The story takes place in a small German town called Winden that has in its
centre a nuclear power station and research centre. There is a cave underneath
it with an astonishing secret, a portal that allows a person to time travel.
The portals emerge in periods of time thirty-three years apart over at least a
century and a half from the past into the present and then the future; the
years 1888, 1921, 1953, 1986, 2019 and 2053. Children in the town keep
vanishing and it turns out that they vanish because they enter the portal and
move into the past or future. They find themselves in the same place, the cave
in Winden, but during a different era. On some of these occasions the children
remain in the time period they emerge into, either voluntarily or because they
can't get back to the portal for various reasons. (For a teenager in the
present day going back in time to be a teenager in the 1980's, I can well
believe they would not wish to return!) This has generated a dark secret among
the people of Winden, some of the residents are actually the same person at
different periods of their lives; they even meet each other. This makes family
relationships extremely complex.

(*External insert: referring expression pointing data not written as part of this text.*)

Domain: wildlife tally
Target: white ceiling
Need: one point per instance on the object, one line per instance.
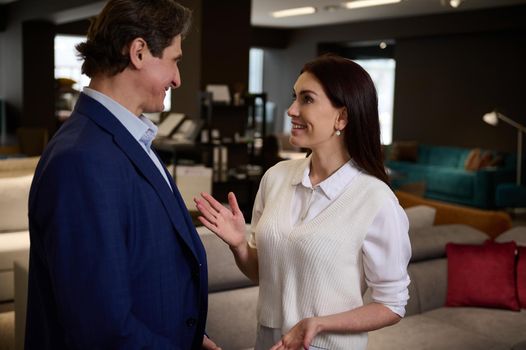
(261, 10)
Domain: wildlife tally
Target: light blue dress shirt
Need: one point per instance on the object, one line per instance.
(141, 128)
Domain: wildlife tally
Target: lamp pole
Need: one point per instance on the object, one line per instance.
(520, 130)
(519, 156)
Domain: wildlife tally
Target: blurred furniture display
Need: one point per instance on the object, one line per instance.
(511, 195)
(32, 141)
(15, 181)
(65, 98)
(453, 174)
(491, 222)
(21, 272)
(429, 323)
(493, 118)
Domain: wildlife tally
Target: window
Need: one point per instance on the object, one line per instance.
(382, 72)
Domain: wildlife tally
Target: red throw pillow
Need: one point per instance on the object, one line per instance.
(482, 275)
(521, 277)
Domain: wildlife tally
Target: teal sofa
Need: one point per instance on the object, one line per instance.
(442, 171)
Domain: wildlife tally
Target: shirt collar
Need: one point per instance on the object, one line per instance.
(331, 186)
(141, 128)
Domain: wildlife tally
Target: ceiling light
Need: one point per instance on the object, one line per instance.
(293, 12)
(368, 3)
(452, 3)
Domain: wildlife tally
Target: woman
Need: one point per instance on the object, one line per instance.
(324, 227)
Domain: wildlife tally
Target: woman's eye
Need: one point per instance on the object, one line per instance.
(307, 99)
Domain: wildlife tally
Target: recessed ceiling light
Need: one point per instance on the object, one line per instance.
(455, 3)
(293, 12)
(368, 3)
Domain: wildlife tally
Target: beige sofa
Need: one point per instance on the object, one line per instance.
(15, 180)
(428, 324)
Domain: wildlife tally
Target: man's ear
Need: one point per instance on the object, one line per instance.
(138, 50)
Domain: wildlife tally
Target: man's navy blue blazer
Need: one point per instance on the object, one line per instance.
(115, 261)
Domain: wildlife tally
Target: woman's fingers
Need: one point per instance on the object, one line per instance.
(212, 202)
(232, 201)
(206, 211)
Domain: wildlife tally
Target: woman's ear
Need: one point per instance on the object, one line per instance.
(137, 52)
(342, 120)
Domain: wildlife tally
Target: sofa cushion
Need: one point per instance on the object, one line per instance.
(13, 167)
(422, 332)
(223, 272)
(482, 275)
(428, 287)
(503, 326)
(13, 246)
(232, 321)
(517, 234)
(430, 242)
(404, 151)
(420, 216)
(14, 195)
(452, 157)
(450, 181)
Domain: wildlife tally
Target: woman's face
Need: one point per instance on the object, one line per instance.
(314, 119)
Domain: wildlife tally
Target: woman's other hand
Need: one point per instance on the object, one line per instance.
(300, 336)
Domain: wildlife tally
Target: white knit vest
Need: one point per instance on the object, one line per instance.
(315, 268)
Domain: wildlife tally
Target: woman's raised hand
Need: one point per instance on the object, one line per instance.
(228, 224)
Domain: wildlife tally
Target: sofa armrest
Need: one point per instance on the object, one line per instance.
(490, 222)
(486, 181)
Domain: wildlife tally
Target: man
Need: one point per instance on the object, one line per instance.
(115, 262)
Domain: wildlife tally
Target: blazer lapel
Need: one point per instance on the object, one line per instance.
(102, 117)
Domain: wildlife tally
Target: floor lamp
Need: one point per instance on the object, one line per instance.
(492, 118)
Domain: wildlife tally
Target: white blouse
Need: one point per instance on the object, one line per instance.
(386, 248)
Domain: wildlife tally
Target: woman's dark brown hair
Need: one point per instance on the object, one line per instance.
(122, 21)
(348, 85)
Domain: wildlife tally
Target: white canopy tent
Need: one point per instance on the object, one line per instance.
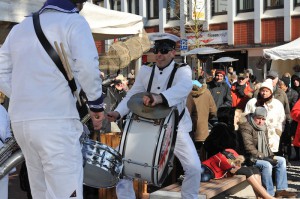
(105, 24)
(284, 57)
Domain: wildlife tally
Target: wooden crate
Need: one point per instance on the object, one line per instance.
(140, 187)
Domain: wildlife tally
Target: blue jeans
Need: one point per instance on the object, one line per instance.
(280, 174)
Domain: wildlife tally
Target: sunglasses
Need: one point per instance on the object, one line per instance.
(162, 51)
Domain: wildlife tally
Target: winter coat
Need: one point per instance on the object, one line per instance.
(275, 119)
(295, 114)
(219, 164)
(249, 138)
(201, 106)
(239, 101)
(221, 93)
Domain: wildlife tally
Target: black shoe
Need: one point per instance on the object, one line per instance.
(285, 194)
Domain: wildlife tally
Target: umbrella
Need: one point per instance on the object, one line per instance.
(225, 59)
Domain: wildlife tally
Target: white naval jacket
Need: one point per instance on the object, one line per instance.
(36, 87)
(176, 95)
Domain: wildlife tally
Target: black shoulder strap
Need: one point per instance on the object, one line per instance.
(172, 75)
(151, 79)
(50, 50)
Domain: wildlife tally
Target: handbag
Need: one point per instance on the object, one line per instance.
(50, 50)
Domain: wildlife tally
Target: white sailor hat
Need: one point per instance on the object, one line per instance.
(164, 39)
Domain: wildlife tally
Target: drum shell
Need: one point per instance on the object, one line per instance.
(102, 164)
(142, 147)
(140, 187)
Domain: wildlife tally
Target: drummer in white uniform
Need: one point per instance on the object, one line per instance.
(42, 108)
(5, 133)
(176, 95)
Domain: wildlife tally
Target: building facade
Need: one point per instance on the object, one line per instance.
(242, 28)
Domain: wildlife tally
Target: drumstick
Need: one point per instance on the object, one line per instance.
(64, 59)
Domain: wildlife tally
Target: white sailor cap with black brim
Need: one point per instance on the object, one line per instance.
(163, 40)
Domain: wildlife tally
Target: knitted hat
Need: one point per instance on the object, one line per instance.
(220, 72)
(267, 84)
(272, 74)
(286, 81)
(260, 112)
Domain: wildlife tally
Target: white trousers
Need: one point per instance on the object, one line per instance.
(53, 157)
(186, 152)
(4, 187)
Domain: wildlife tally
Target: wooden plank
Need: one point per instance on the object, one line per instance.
(210, 189)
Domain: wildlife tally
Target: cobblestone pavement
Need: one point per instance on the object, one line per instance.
(293, 180)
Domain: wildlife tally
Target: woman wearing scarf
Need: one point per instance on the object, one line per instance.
(42, 108)
(253, 131)
(275, 119)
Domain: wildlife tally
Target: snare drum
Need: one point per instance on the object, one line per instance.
(147, 147)
(102, 165)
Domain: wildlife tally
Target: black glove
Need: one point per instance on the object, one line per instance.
(228, 155)
(272, 161)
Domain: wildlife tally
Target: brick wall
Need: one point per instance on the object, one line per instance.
(272, 31)
(221, 26)
(295, 27)
(244, 32)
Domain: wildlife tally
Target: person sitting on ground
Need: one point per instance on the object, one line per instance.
(255, 146)
(222, 135)
(228, 163)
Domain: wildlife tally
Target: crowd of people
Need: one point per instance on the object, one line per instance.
(257, 119)
(232, 121)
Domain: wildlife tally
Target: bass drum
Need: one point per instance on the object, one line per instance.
(147, 147)
(102, 164)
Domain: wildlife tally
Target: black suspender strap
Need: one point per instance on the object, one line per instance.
(151, 79)
(50, 50)
(170, 80)
(172, 75)
(168, 85)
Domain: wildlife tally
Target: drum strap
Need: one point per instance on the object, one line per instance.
(50, 50)
(176, 66)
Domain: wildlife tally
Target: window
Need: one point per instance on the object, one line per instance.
(219, 7)
(273, 4)
(152, 9)
(173, 9)
(115, 5)
(245, 6)
(134, 7)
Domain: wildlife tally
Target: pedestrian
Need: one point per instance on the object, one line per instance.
(42, 108)
(276, 116)
(220, 90)
(295, 113)
(241, 92)
(5, 134)
(256, 147)
(201, 106)
(175, 95)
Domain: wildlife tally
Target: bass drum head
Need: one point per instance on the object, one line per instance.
(102, 165)
(165, 148)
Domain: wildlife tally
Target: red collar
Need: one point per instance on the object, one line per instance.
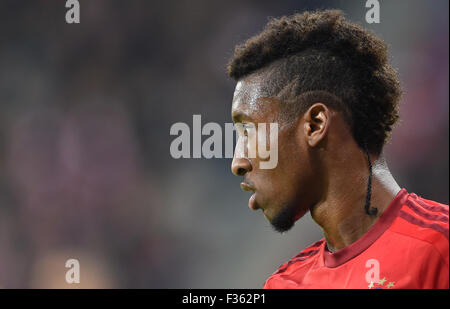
(383, 223)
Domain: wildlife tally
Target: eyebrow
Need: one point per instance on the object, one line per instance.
(239, 117)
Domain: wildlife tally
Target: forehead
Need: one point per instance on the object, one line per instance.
(252, 100)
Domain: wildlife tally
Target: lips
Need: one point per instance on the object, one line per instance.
(252, 204)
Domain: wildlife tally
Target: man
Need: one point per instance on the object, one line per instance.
(329, 86)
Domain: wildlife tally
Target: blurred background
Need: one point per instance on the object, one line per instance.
(85, 113)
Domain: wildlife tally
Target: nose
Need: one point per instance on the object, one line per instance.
(241, 166)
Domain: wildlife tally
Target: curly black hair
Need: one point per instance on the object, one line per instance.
(321, 56)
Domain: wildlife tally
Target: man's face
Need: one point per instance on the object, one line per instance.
(283, 192)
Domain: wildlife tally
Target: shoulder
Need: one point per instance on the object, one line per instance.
(424, 221)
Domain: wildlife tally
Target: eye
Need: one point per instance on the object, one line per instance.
(244, 128)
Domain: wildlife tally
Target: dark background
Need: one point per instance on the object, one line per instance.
(85, 113)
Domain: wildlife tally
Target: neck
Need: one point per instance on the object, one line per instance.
(341, 213)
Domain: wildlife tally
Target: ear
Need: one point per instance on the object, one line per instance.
(316, 122)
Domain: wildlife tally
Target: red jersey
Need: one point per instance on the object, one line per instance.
(407, 247)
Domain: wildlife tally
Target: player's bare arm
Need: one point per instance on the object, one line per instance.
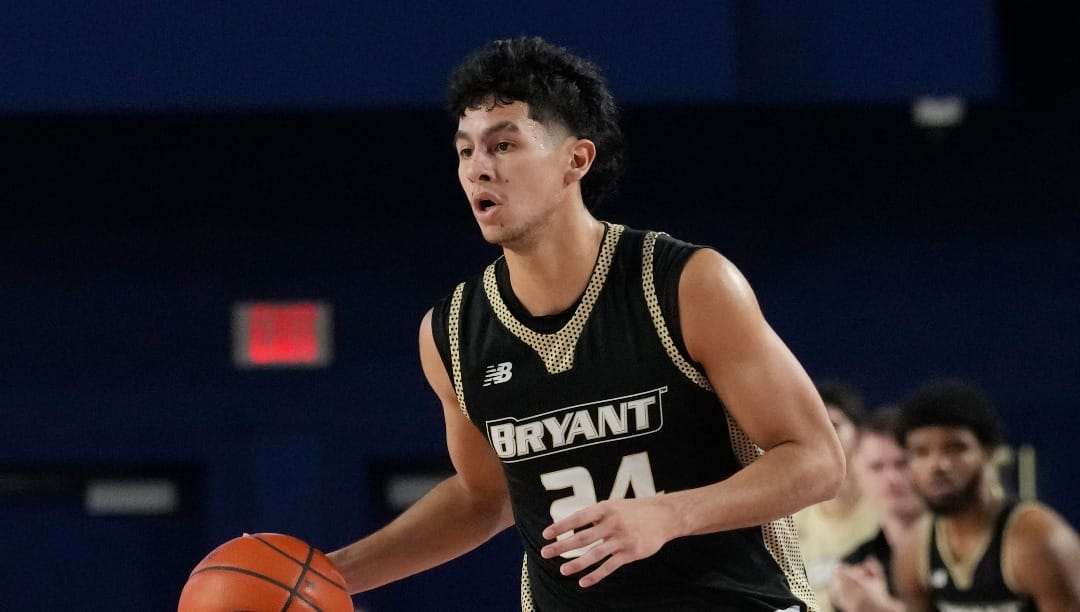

Some offspring are older than their parents,
or even their grandparents. One person can be a father, mother, or step-parent
at the same time. In one incestuous circuit, a woman called Charlotte
is both the mother and daughter of
another character, Elisabeth. In the third season the complexity is deepened by
the addition of a parallel universe. It makes the series hard to follow for the
viewer and I recommend finding some spare time to binge-watch it, rather than
dipping in and out of it like I did.
The production designers have gone to some effort to make it
easier to know what's going on. For instance, one of the characters is very
distinctive because she has eyes of a different colour, so the viewer can spot
her immediately, even though we see her as a little girl, a middle-aged woman
and finally an old lady. Different time periods and universes are also
designated for the viewer by different weather conditions. In the parallel
universe it's always foggy; in 2053 it's cold and wintry, in 1888 it never
stops raining. The portal under the nuclear plant, along with the invention of
a very steampunk time machine reminiscent of 1899, means that the storyline takes place in an indefinite
causality loop, similar to the film Groundhog
Day. Like the main character in that film, the mission of the characters is
to break that cycle. They are led by a group of people who know the truth about
the time loop called "the Travellers". However, the Travellers are
not united in their vision and have different goals when it comes to moving
forward out of the time loop. The series does lack a lot of plausibility
because of the problem of paradoxes, something I brought up in a video script I
once wrote. Travelling into the future is not a problem, at least theoretically,
as Albert Einstein worked out. Travelling into the past cannot be done literally.
It can only be simulated through the many-worlds hypothesis, see here for
details: https://hpanwo-voice.blogspot.com/2019/05/time-traveller-comes-back.html;
but as I said, the story of Dark does
include a parallel universe element. Dark
is a well-acted, absorbing and ambitious production that never drags, despite
its duration. Sometimes it's upsetting. I'm pleased to say the casting is very "natural" for a town in rural Germany, if you know what I mean. Unlike 1899, the dialogue
is all in its native German, but on Netflix the audio and subtitle options are
available too. I wonder what Michael Shrimpton makes of it!